I recently started re-reading parts of Marshall Goldsmith's What Got you Here, Won't Get You There. Goldsmith, an organizational psychologist, describes a terribly-negative characteristic common among successful people dubbed as the "need to win." Developers have got a serious case of it.

Looking for a feeding frenzy better than Shark Week on the Discovery Channel? Go into a room of shark, oops, I mean sharp, developers and ask what's the best way to refactor some classes to support an MVC architecture. Before you know it, you've got 100 ways to solve the same problem. How do you pick?

Keep it simple, stupid. You don't need a sledgehammer to hang a picture (although it might be fun). You don't perform brain surgery with a chainsaw (I'm looking at you, Tarantino).

Unfortunately, for software developers. Knowing which tools to keep in that tool belt can be daunting. Each platform presumably exists for some reason or another. They don't just write 300 page, $50.00 software text books for fun. So it's got something going for it (or at least it did), even if it might not be much. Some guy, just as smart as you, probably smarter, was on the other side of your criticism when he built the damn thing. Unlike other industries, where there may be a definitive right way to execute, technologists grapple with hundreds of choices and decisions. So to really be able to know which tool is best for the job takes years of exposure, education, and error.

So take it upon yourself to constantly challenge the risk/reward of a given platform - arm yourself with an arsenal of tools that suits the job you need to accomplish. Picking sides, after all, violates the whole spirit of software development. So let's stop arguing already and build something spectacular.

Tuesday, February 12, 2008

A Look Back at Windows Mobile 6.0 and ActiveSync

While I was walking home from work today, checking my email on my iPhone, something very strange occurred to me. Once upon a time, I was a Windows Mobile junkie. Not just a standard user, but an all out fan boy. I would talk to whoever was willing to listen about how awesome my Treo 750 was, and how awesome of a job ActiveSync did at keeping everything, well, synced. So I started to wonder what happened?

A little background might help here. I made the conversion to Apple (iPhone, iPod, MacBook Pro) about 7 months ago. Before that I was all Windows, all the way. The conversion was sparked by two things. My interest in Ruby on Rails, a very rapid web development framework, which works best on Mac OSX and, the topic of conversation here, my desire to separate work from play. I was blown away.

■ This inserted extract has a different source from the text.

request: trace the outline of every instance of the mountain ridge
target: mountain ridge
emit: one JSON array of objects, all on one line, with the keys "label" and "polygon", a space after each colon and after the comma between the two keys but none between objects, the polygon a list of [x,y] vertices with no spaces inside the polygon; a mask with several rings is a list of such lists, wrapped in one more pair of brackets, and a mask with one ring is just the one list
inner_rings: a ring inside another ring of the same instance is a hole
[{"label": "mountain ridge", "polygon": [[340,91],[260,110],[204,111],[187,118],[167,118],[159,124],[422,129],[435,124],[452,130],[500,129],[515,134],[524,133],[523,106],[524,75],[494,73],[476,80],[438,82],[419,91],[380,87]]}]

ActiveSync, which requires an Exchange Server, is awesome. Loose your phone? No problem, your calendar, contacts, email, it's all synced. Out of site, out of mind. It also syncs really fast, with almost no lag from the minute something happens in Outlook to when it hits your phone.

But I wanted to separate work from play, and I couldn't seem to do it. Microsoft sells products, and as a result, no matter how awesome the product is, it's limitations are in MSFT's hands. So I switched to a more "open source" solution.

Now I've got both work and personal email happily IMAPing to my phone, contacts syncing to my Mac, along with the gigs of video and audio I have as well. No, my calendar doesn't sync over the air. No, I can't accept meeting invitations, but, I think I'm OK with that. The things it does do well, it does amazingly. Let alone the interface of the iPhone, it's stable, which is a lot more than any Windows Mobile device can say. Every time a call came through it was like my Treo was having an aneurism. It really tried to keep up, but always seemed a few steps behind. Meanwhile the iPhone "just works." Incoming call during a song? Music fades out, call fades in. It's beautiful.

So all in all, I'm happy I made the switch. More than anything, I'm glad that my personal stuff is out of my corporate account. But hey, the phone's cool too.